2 Optical Sound Technology

In initial reports on photographic attempts at recording sound in the early nineteenth century one can read how Daguerre plates were exposed using a mirror affixed to a recording membrane. The discovery of the photoelectric characteristics of selenium[4] in 1873 led to the development of the photo cell, which was then used in sound films to transform variations in light intensity into sound. Ernst Ruhmer and Eugène Augustin Lauste laid the foundations for the optical sound process. In 1916, Dénes von Mihály presented the first optical sound screenings, followed by Sven Berglund in 1921, by Joseph Tykociński-Tykociner in 1922, and also Hans Vogt, Joseph Massolle, and Joseph Engl, who made a name for themselves as the Tri-Ergon society.

Sound film constitutes the earliest recording medium for sound and image: celluloid strips contain both the images of events unfolding in a timeline and optical sound: audio events that have been visually recorded. In the course of the development of sound film, several optical sound recording processes emerged that, while they differ in terms of their media-technical details, are comparable with regard to the principles of audiovisual transmittability. The recording of oscillographic peaks[5] has established itself as a standard practice.
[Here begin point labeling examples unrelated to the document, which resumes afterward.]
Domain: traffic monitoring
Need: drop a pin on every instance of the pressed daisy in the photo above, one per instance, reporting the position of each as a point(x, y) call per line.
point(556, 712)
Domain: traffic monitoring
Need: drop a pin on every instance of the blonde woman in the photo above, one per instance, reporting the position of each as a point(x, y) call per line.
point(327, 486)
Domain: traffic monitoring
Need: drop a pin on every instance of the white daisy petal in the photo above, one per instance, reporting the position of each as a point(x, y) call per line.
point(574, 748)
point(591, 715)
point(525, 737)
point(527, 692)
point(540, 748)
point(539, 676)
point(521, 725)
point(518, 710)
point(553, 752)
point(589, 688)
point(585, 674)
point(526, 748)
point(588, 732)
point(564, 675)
The recorded sound is transformed into electrical voltage fluctuations using a microphone. The signal is transferred to a light image by a mirror moved electromagnetically, which vibrates in accordance with the voltage fluctuations generated by the sound. This oscillating mirror reflects a ray of light that creates an image of the vibrations in the form of an audio track set between the picture frame and the perforation on the moving celluloid strip. In this way, the sound is recorded as an oscillographic curve, quasi photographed.[6] The exposed audio track has a level of transparency proportional to the sound pressure level: when the amplitude is higher, the level of transparency increases. When the film is projected, the curve is scanned accordingly, following the reverse schema. An electronic light source shines through the audio track as it passes and hits the photo cell behind, which generates an alternating voltage level in relation to the amount and intensity of light. These alternating voltages are made audible by means of amplifier tubes and loudspeakers.
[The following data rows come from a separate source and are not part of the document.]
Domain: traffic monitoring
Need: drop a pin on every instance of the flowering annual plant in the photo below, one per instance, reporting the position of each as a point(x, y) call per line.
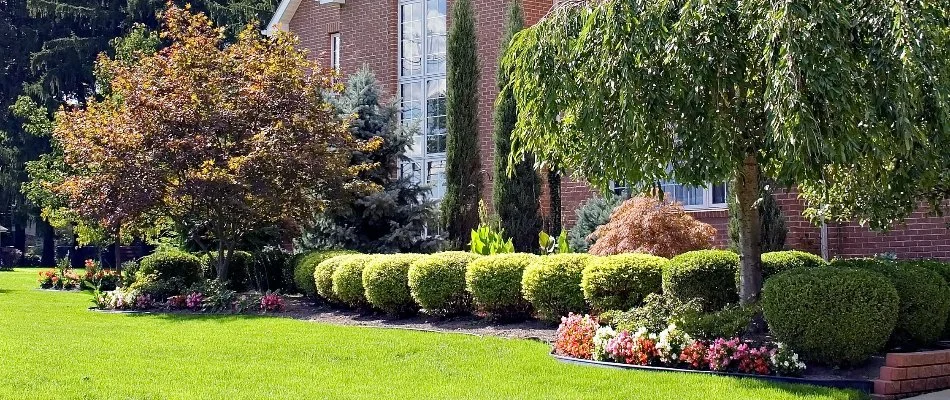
point(194, 300)
point(694, 355)
point(272, 302)
point(785, 362)
point(601, 338)
point(575, 336)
The British electro-engineer Willoughby Smith made the discovery that the chemical element selenium changes its electrical resistance as a reaction to the variations of light.  
Also called peak to peak recording.  
Walter Ruttmann wanted his experimental radio play Weekend (1930), which developed from the montage of optically recorded sounds to then be perceived as photographic audio art, see Jeanpaul Goergen, Walter Ruttmanns Tonmontagen als ars acustica, Massenmedien und Kommunikation 89 (Siegen: universi, 1994), 25.